Час назад уже поднялись, сразу поглощенные чернотой ночи, три «суперкрепости», но причудливо текшая в Тиббетсе мысль переключилась теперь лишь на одну из них — на ту, где был Клод Изерли; он с поразительной ясностью видел лицо друга в минуту их прощания — тонкое лицо интеллигента. На взгляд непросвещенного человека, Клоду вообще нечего делать на войне, но он-то, Тиббетс, хорошо помнит, как они вместе ходили бомбить Германию, покрывая на своих «крепостях» всю Европу — такие полеты назывались челночными. Они в самом деле сновали туда и обратно, как проклятые, взлетая в голубое небо Италии и садясь в сырых туманах Англии, с тем чтобы сбросить бомбовый груз на германские города без возврата на аэродром старта, — им не хватало для этого горючки, — и снова взлететь, уже с бетонки Альбиона, и опять бомбить затянутые дымкой германские города, и сесть на итальянскую землю с ее теплом, беспечностью нравов, шумными кафе и легковерными женщинами… Эти полеты, эти заполнявшие небо сотни «летающих крепостей» и «либерейторов», кружащие над ними истребители прикрытия, это тяжелое, азартное курсирование над целыми континентами, — все, все вспоминалось Тиббетсу, как отчаянная сказка войны… Были друзья, был Клод, и когда открыли аэродром посадки еще и в России, был, правда, единственный полет в эту незнакомую, непонятную страну… Была Полтава.
Совсем непрошенно, но очень четко ему вдруг вспомнился тот день прилета в Полтаву. Это было в самом начале июня, они устали как черти и шли на одном сознании, что уцелели, нервничали еще оттого, что впервые садились в России, голодной и разрушенной, и не были уверены, что аэродром готов к приему «крепостей». К удивлению Тиббетса, поле было в полном порядке и аэродромная служба сработала превосходно… Стояла еще почти весенняя прохлада, легкие кроны окаймлявших аэродром деревьев дымчато зеленели, и, когда наступил вечер, из них понеслись, вламываясь в еще гудевшую от сверхдальнего полета голову, умопомрачительные речитативы соловьев, и, черт побери, это было так неожиданно и трогало сердце.
Потом был товарищеский ужин в летной столовой.

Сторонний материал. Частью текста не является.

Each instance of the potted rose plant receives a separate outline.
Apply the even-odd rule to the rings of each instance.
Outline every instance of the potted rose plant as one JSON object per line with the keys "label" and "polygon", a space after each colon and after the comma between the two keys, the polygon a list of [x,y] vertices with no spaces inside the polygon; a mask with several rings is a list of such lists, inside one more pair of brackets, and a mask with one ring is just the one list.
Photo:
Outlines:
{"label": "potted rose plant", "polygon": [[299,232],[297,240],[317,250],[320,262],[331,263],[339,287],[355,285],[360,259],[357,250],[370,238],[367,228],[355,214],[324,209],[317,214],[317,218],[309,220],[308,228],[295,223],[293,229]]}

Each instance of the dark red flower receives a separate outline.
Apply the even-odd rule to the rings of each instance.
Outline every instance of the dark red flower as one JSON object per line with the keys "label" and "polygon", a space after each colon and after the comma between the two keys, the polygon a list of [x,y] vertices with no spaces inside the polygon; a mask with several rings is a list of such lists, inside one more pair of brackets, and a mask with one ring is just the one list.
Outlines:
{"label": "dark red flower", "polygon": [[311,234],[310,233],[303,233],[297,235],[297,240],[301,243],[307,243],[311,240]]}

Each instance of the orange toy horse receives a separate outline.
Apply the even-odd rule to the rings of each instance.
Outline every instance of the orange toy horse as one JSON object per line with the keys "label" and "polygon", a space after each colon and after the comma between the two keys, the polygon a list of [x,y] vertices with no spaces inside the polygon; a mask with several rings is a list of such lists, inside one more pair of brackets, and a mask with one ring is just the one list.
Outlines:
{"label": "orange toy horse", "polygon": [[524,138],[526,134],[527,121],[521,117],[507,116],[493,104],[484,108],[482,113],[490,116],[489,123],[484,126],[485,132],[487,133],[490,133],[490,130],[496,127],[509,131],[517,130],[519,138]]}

Они крепко выпили, и Тиббетс еще помнит танцы, уже вечером, — играл на гармонике сержант, всем было весело, а он почему-то грустил. А танцевали с солдатками из батальона аэродромной службы и со связистками — тут же, возле своих «крепостей», казавшихся настоящими Гулливерами в сравнении с базировавшимися на аэродроме советскими штурмовиками, кстати, очень неплохими машинами.